I am wanting to understand the benefits and, how, when and where to use 'partitioning' to improve performance, robustness, and security, for both linux servers and linux personal computers, particularly Debian installations. 

My Linux partitioning experiences have mainly been with small business and personal computers (i.e PCs).


> 
> ===========
> 
> If you have a ’need for speed’ on any type of equipment, Flash beats Rotating ‘Rust’ by such a large margin it’s ridiculous.
> Using tricks like “Short Stroking” and 3x or higher RAID-1 improves the access times of HDD’s - but now they even struggle against Flash doing what they do best - streaming data.
> 
> Notably, that Radio Astronomy data collection effort that yielded the computed image of a Gravitational Lens (IIRC - pls correct if wrong)

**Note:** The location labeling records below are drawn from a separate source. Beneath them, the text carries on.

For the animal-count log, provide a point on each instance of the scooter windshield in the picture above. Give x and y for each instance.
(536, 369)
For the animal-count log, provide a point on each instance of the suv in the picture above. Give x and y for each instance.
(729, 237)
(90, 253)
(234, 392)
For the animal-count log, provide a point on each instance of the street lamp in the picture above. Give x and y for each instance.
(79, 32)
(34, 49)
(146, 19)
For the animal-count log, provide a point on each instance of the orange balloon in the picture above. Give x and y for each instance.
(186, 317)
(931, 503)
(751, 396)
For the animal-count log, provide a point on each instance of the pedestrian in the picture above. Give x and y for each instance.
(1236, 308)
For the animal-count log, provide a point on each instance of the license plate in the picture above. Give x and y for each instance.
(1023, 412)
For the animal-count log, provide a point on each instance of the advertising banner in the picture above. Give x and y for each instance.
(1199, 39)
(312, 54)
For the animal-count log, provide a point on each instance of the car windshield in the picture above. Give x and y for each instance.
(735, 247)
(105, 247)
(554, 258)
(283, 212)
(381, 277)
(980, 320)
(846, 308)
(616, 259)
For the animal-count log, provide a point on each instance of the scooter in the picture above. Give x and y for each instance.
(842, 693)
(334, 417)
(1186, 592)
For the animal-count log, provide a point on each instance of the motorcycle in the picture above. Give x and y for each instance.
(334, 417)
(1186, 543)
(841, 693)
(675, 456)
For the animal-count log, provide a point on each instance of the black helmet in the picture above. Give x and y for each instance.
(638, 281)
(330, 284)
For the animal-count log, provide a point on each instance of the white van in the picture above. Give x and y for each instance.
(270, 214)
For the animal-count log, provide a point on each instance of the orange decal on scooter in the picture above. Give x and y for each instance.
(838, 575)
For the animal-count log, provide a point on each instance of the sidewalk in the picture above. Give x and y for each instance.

> they used removable RAID-5 ‘packs’ of Helium-filled 8TB or 10TB drives (sealed, worked at Altitude).
> It cost them a bomb buying the disks - if money was no object, they’d have had better results with SSD’s - at many times the price.
> [IIRC, they bought 1,000’s of HDD - large numbers]
> 
> If this is a home machine, for everyday Desktop use, you don’t even need a ‘rescue’ partition because a USB drive or Optical Disk lets you do that. But having "/boot” in a separate partition is still the preference for GRUB (with UEFI, don’t need it)
> 
> If this is a home server or experimental machine - some sensible dimensioning of DRAM, NVMe, SSD, HDD’s and USB drives will provide different speed/ cost tradeoffs suitable for your project and budget.
> 
> In that environment, you’d want to separate different bootable environments, have shareable partitions for common data and/or DB’s and possibly dedicate some space to VM images - especially sharing an SSD.
> 
> If this is a large SME server - needs careful planning and capacity forecasting on all sorts of components & subsystems.
> 
> But if you’re Amazon or Google, you don’t need “partitions" (ex-Googlers might wade in at this point)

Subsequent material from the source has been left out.